Saudi Arabia’s Grand Mufti Sheikh Abdul Aziz Al-Asheikh
sometime back issued a new controversial fatwa suggesting that celebrating the birthday of Islam’s Prophet Mohammad (PBUH) is “sinful.”
Muslims around the world are celebrating the birth of the Prophet Mohammed (PBUH). In many countries, including Morocco, Muslims honored the birth of their Prophet in a ritual called the Mawlid.
These popular practices are festive occasions that are often celebrated by remembering episodes from the life of the Prophet or by reciting devotional poetry..
It is also an opportunity for parents to take their children with them to the mosque and teach them about the Prophet’s teachings, bravery, and forgiving character. Some families also make sure to donate to charity in honor of the Prophet’s birthday.
However, Saudi Arabia’s Grand Mufti and the General President for Scientific Researches and Fatwa Sheikh Abdul Aziz Al-Asheikh objects to such celebrations, according to Arab News.
In his Friday congregational sermon at the Imam Turki bin Abdullah Mosque in Riyadh, Sheikh Abdul Aziz Al-Asheikh reportedly said that celebrating the Prophet’s birthday is a bidaa- sinful religious innovation-that “crept into Islam after the first three centuries, when the companions and successors of the companions lived.”
He also claimed that those who urge others to celebrate the birthday of the Prophet are “evil and corrupt.”
The Grand Mufti clarified that love of the prophet should be expressed by following the Prophet’s teachings detailed in the Sunnah, rather than celebrating his birthday.
In an attempt to support his claims, he quoted a verse from the holy Quran, in which Allah says: “If you do love Allah, follow me: Allah will love you and forgive your sins.”
On the other hand, Omid Safi, Director of Duke University’s Islamic Studies Center, says that Muslims who honor Muhammad’s birthday do it out of a deep love for Muhammad that brings them closer to God. He explained saying:
“For those who identify as Salafi, and wish to abide only by practices that they believe originate in the Qur’an and the example of Muhammad, it is a way of honoring the desire to practice Islam as Muhammad would have wanted us to do, without what is deemed to be later accretions and potentially dubious practices.”

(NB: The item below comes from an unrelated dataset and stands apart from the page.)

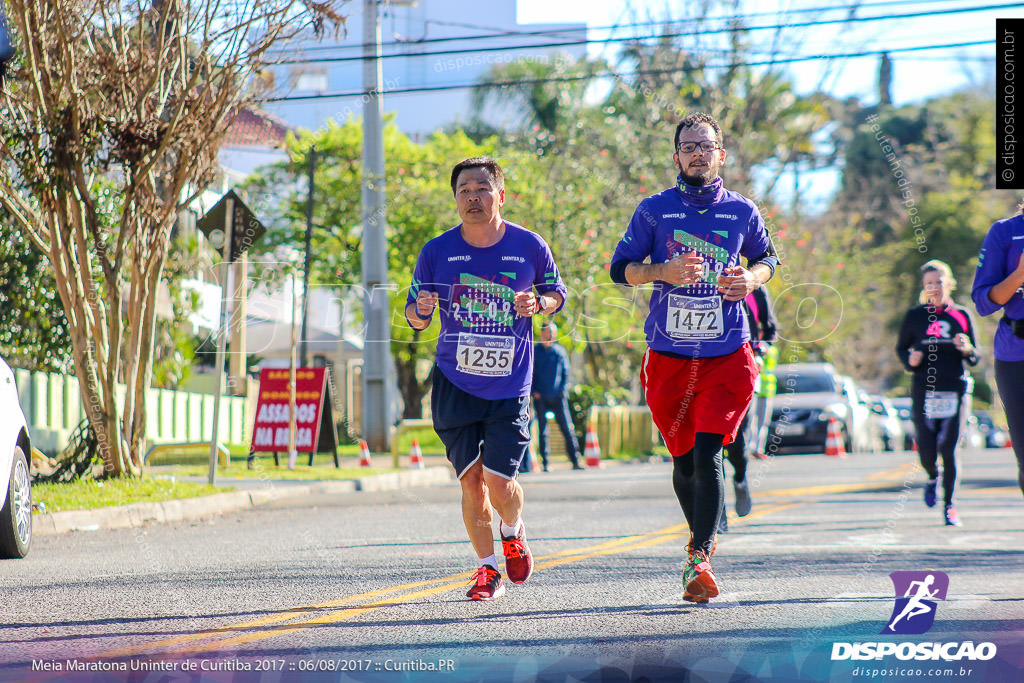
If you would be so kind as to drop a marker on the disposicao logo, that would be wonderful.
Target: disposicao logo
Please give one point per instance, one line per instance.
(916, 593)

“As the Prophet himself is to have said, disagreement among the scholars is a mercy,” Omid Safi concluded.
This is not the first time Sheikh Abdul Aziz Al-Asheikh has released a controversial fatwa.
Last year, while several demonstrations were being organized in Arab and non-Arab countries in solidarity with the Gaza Strip, he said that these demonstrations “are just useless demagogic actions.”